Именно тогда, Пьер, тебе пришла в голову неудачная мысль просить городского епископа организовать публичный диспут между тобой и Бернаром. Ты счел, что такое стечение обстоятельств позволит тебе изложить свои мнения перед лицом Неба. Это значило идти на слишком большой риск! Но ты сохранял еще остатки той гордой веры в себя, которая всегда поддерживала тебя и от которой тебе удалось избавиться лишь в последний час.

Бернар сначала отказался от ораторского поединка. Он говорил, что не любит обсуждать предметы веры в свете диалектики.

Увы! Тебя распалила перспектива столь необычайной схватки, и ты сообщил своим друзьям о дате состязания. Не имея более возможности уклониться, Бернар написал епископам провинции, прося их присутствия при споре, который ему пришлось в конце концов принять.

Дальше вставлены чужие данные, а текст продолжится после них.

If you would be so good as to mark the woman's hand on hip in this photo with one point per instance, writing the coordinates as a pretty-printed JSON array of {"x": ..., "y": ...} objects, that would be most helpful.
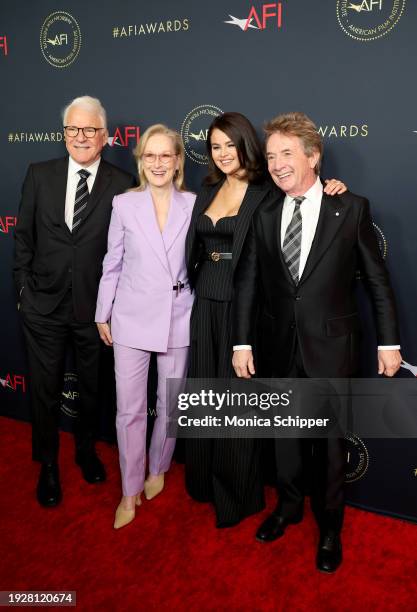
[{"x": 104, "y": 333}]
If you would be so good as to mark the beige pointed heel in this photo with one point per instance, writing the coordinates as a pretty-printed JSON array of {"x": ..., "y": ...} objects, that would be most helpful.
[
  {"x": 153, "y": 487},
  {"x": 123, "y": 517}
]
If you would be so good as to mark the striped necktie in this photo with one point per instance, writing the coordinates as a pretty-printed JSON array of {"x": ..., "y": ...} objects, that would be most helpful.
[
  {"x": 291, "y": 247},
  {"x": 81, "y": 198}
]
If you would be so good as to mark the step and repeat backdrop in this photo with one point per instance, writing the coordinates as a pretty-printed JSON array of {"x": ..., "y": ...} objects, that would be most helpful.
[{"x": 348, "y": 65}]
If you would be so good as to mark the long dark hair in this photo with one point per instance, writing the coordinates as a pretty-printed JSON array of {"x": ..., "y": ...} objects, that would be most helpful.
[{"x": 249, "y": 148}]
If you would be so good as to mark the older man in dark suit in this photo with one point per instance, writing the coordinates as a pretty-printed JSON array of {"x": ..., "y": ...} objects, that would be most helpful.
[
  {"x": 302, "y": 254},
  {"x": 61, "y": 239}
]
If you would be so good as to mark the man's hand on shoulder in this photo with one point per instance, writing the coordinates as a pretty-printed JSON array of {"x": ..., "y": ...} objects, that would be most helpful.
[
  {"x": 389, "y": 361},
  {"x": 243, "y": 363}
]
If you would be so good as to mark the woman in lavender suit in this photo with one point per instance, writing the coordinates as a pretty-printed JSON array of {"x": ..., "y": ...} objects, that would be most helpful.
[{"x": 144, "y": 305}]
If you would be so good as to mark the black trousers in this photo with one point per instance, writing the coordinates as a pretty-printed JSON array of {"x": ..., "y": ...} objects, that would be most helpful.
[
  {"x": 47, "y": 338},
  {"x": 225, "y": 472},
  {"x": 316, "y": 464}
]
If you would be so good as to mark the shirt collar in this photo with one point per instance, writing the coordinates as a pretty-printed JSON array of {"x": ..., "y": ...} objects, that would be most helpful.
[{"x": 74, "y": 167}]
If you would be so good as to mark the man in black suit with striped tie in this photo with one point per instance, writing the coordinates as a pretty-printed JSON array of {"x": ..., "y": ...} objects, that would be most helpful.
[
  {"x": 61, "y": 239},
  {"x": 302, "y": 254}
]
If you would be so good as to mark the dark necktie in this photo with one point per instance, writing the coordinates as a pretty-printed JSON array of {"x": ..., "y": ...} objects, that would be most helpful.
[
  {"x": 81, "y": 198},
  {"x": 291, "y": 247}
]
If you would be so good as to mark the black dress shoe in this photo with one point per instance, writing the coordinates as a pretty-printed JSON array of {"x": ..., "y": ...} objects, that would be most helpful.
[
  {"x": 274, "y": 527},
  {"x": 48, "y": 491},
  {"x": 329, "y": 553},
  {"x": 91, "y": 467}
]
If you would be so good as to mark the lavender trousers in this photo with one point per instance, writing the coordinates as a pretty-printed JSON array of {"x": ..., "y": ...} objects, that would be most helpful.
[{"x": 131, "y": 367}]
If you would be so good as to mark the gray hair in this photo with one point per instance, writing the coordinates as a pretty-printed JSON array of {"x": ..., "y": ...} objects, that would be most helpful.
[{"x": 89, "y": 104}]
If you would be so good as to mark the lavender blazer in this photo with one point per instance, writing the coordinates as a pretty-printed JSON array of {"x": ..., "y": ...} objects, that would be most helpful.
[{"x": 139, "y": 271}]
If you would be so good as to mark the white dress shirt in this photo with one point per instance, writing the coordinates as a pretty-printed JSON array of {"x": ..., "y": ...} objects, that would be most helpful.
[
  {"x": 72, "y": 182},
  {"x": 310, "y": 211}
]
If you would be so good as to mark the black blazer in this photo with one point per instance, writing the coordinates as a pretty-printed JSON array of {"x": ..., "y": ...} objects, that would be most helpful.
[
  {"x": 48, "y": 257},
  {"x": 255, "y": 194},
  {"x": 321, "y": 311}
]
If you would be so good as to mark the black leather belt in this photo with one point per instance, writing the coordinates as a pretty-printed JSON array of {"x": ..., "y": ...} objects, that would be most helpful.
[{"x": 215, "y": 256}]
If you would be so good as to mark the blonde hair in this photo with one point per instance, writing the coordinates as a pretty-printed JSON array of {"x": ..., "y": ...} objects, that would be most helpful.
[
  {"x": 153, "y": 130},
  {"x": 298, "y": 124}
]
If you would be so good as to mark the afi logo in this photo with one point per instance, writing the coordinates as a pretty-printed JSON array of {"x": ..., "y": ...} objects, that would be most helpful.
[
  {"x": 59, "y": 40},
  {"x": 201, "y": 135},
  {"x": 3, "y": 44},
  {"x": 6, "y": 223},
  {"x": 260, "y": 17},
  {"x": 122, "y": 136},
  {"x": 13, "y": 381},
  {"x": 366, "y": 5}
]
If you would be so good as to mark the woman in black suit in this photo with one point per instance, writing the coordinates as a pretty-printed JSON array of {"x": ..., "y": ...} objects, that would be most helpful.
[{"x": 224, "y": 471}]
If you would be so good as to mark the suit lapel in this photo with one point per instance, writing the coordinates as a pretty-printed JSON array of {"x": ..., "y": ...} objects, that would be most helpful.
[
  {"x": 102, "y": 181},
  {"x": 177, "y": 216},
  {"x": 59, "y": 189},
  {"x": 253, "y": 197},
  {"x": 145, "y": 214},
  {"x": 204, "y": 198},
  {"x": 332, "y": 215}
]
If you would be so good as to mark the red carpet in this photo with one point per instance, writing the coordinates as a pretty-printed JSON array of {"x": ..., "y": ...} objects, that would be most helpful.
[{"x": 173, "y": 558}]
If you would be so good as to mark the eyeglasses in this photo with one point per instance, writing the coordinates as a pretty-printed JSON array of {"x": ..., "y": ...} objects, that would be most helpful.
[
  {"x": 73, "y": 131},
  {"x": 164, "y": 158}
]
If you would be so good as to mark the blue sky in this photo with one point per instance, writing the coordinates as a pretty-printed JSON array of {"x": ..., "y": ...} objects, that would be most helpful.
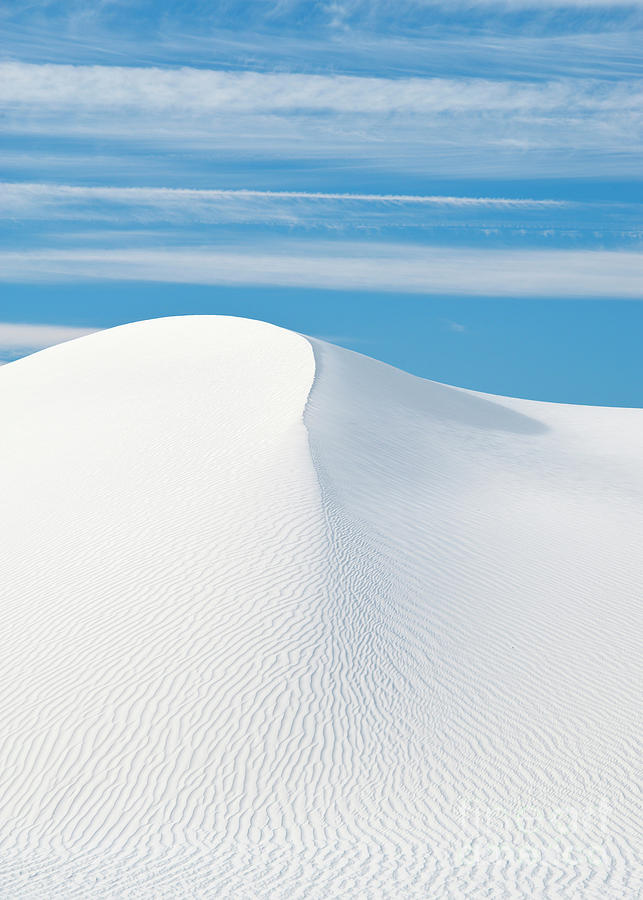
[{"x": 455, "y": 188}]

Зная о том, что готовилось, я не переставала трепетать за тебя, умоляя Господа прийти тебе на помощь. К несчастью, Божественная воля была не на нашей стороне. Тебе, без сомнения, нужно было пройти еще много ступеней вниз в обучении смирению — добродетели, столь противоположной твоей натуре! Ты еще не прошел свои муки до конца, Пьер, и Господь смилостивится над тобой лишь позже, когда, лишенный всего, ты согласишься безоговорочно покориться Его воле.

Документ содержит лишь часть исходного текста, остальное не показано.